6102 Sayılı TTK"nun 783/3. maddesi; "Muhatap nezdinde karşılığı kısmen veya tamamen bulunmayan bir çek düzenleyen kişi, çekin karşılıksız kalan bedelinin %10"unu ödemekle yükümlü olduktan başka, hamilin bu yüzden uğradığı zararı da tazmin eder" hükmünü içermektedir.
Çeki düzenleyen kimsenin, bu çekin karşılığı olan miktarı, ibraz süresi içerisinde muhatap banka nezdinde bulundurması zorunludur. Görüldüğü üzere çek tazminatından çeki düzenleyen (...) sorumlu olup, cirantaların çek tazminatından dolayı sorumlulukları bulunmamaktadır.

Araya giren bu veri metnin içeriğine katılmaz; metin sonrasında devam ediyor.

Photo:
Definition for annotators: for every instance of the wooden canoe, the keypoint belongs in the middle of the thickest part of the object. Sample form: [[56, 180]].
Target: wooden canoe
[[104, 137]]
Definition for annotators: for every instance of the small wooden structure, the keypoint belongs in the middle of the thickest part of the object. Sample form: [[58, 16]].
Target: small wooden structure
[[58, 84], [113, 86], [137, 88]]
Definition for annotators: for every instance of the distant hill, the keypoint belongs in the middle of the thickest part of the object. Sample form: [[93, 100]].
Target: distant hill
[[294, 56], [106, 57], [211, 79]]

Somut olayda; hükme esas alınan bilirkişi raporunda, muteriz borçlunun-... olmadığı dolayısıyla çek tazminatından sorumlu olmadığı gözetilmesi gerekirken yapılan hesaplamada çek tazminatının da dikkate alındığı dolayısıyla raporun bu yönüyle hüküm kurmaya elverişli olmadığı anlaşılmaktadır. Nitekim bozma kararında işlemiş faiz,icra vekalet ücreti ve takip masrafları dikkate alınarak borç miktarının belirlenmesi gerektiği hususuna yer verilmiştir.

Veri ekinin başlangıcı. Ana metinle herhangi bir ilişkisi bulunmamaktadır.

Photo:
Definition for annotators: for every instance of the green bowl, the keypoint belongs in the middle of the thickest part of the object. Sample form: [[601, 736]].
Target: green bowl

Bununla birlikte, başvuru; ödeme emrinin tebliğinden önceki döneme ilişkin itfa itirazıdır. Bu durumda, itiraz hakkında İİK"nun 169/a maddesinin uygulanması gerekmekte olup; anılan maddenin 5. fıkrasında; “İtirazın kabulü kararı ile takip durur” hükmüne, 6. fıkrasında da; “Borçlunun itirazının icra mahkemesince esasa ilişkin nedenlerle kabulü hâlinde kötü niyeti veya ağır kusuru bulunan alacaklı, takip konusu alacağın yüzde yirmisinden aşağı olmamak üzere; takip muvakkaten durdurulmuş ise bu itirazın reddi hâlinde borçlu, diğer tarafın isteği üzerine takip konusu alacağın yüzde yirmisinden aşağı olmamak üzere tazminata mahkûm edilir.” hükmüne yer verilmiştir.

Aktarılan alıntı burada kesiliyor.